Trunk Sewer

Published: September 30, 2017 | Last updated: July 5, 2023

What Does Trunk Sewer Mean?

The trunk sewer is the sewer line that receives wastewater flow from the collector sewer and conveys this wastewater either to an intercepting sewer or a treatment plant. The trunk sewer forms a significant part of a sewer network in large population or industrial centers.

Small diameter pipes, also known as lateral sewers, carry wastewater from residential and commercial buildings to the collector sewer, which flows into the larger trunk sewer for onward transmission.

The trunk sewer is sometimes referred to as the main sewer, although in other instances, tributary sewer lines that feed the trunk sewer are called the main sewers. Figure 1 shows one arrangement of the trunk sewer within the sewer network in a neighborhood.

In this case, the lateral lines carry wastewater to the local main sewer line, which then flows to the regional trunk line. Manholes form an essential part of this system as they are necessary for access to undertake inspection and repairs.

The trunk sewer size is determined by the anticipated design flow for the required service area and the hydraulic characteristics of the sewer piping network. The minimum diameter of the trunk sewer is typically 12 inches. The design flow is found through sewer computer modeling and the study of the assumed flow rates in the development.

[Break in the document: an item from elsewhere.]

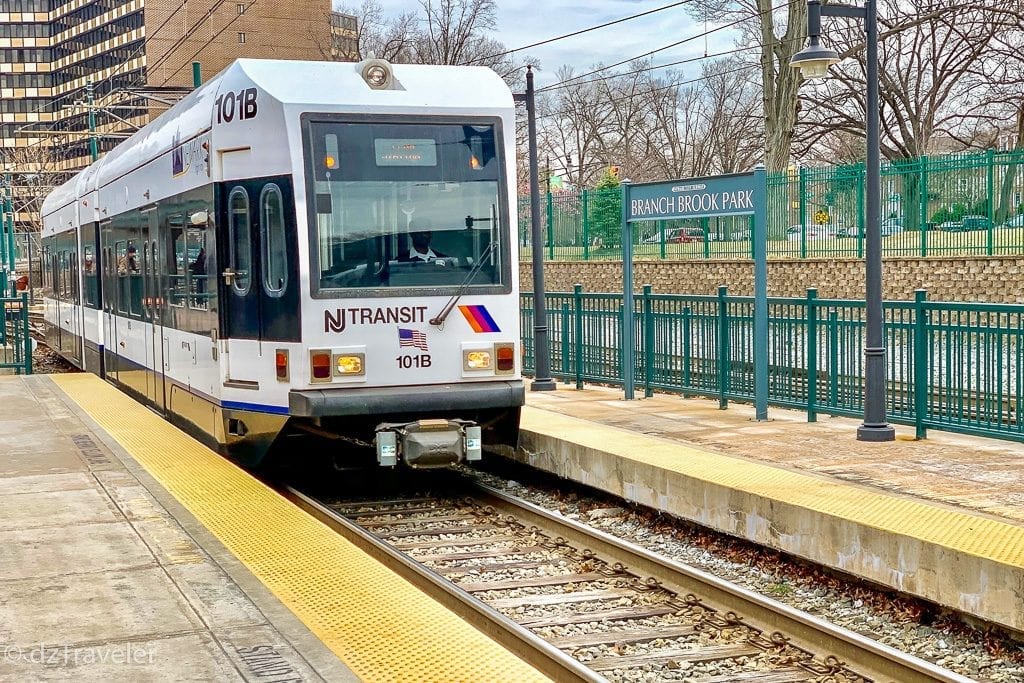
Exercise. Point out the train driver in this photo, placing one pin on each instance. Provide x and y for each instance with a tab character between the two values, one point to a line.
420	249
128	262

Trenchlesspedia Explains Trunk Sewer

The trunk sewer is generally located within the public right of way or easement and must be adequately maintained to meet operational requirements. Continuous operation of the trunk sewer and other sewer network components is achieved through routine inspection and cleaning exercises. When developing a maintenance plan, factors considered include:

  • Age.
  • Diameter.
  • The material of the sewer line.
  • Location and accessibility.
  • Subsurface conditions.
  • Corrosion potential.

Inspection of the sewer network can be done in several ways, including closed-circuit television (CCTV), cameras, visual inspection, and lamping inspection. The use of CCTV inspections ranks as the most common and effective method.

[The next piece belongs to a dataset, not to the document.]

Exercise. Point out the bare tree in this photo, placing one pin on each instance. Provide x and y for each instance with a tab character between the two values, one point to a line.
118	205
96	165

CCTV inspections are cost-effective with the equipment successfully able to evaluate trunk sewer lines up to 48 inches. CCTV is beneficial in providing a comprehensive assessment of the state of the pipe walls. The video footage generated from this process is instrumental for future reference.

In Washington DC, the B Street-New Jersey trunk sewer was inspected by CCTV in 2004, with many defects found. Although the flaws in the interior tunnel were minor, previous experience showed that deterioration in the tunnel sidewalls was possible. In this case, non-destructive testing (NDT) determined the entire tunnel thickness condition.

CCTV, combined with NDT, yielded information on the trunk sewer wall thickness, areas of deterioration, and strengths at significant locations. Data from these investigations is critical to structural engineers in deciding remedial action and maintenance plans for the trunk sewer.

Another critical facet of maintenance of the sewer network is cleaning. Standard cleaning methods employ mechanical means such as rodding, hydraulic activities, including jetting and flushing, and the installation of silt traps and sand interceptors. Public education is also vital in keeping the pipes in the sewer network clean as pollution, and improper waste disposal can lead to clogging.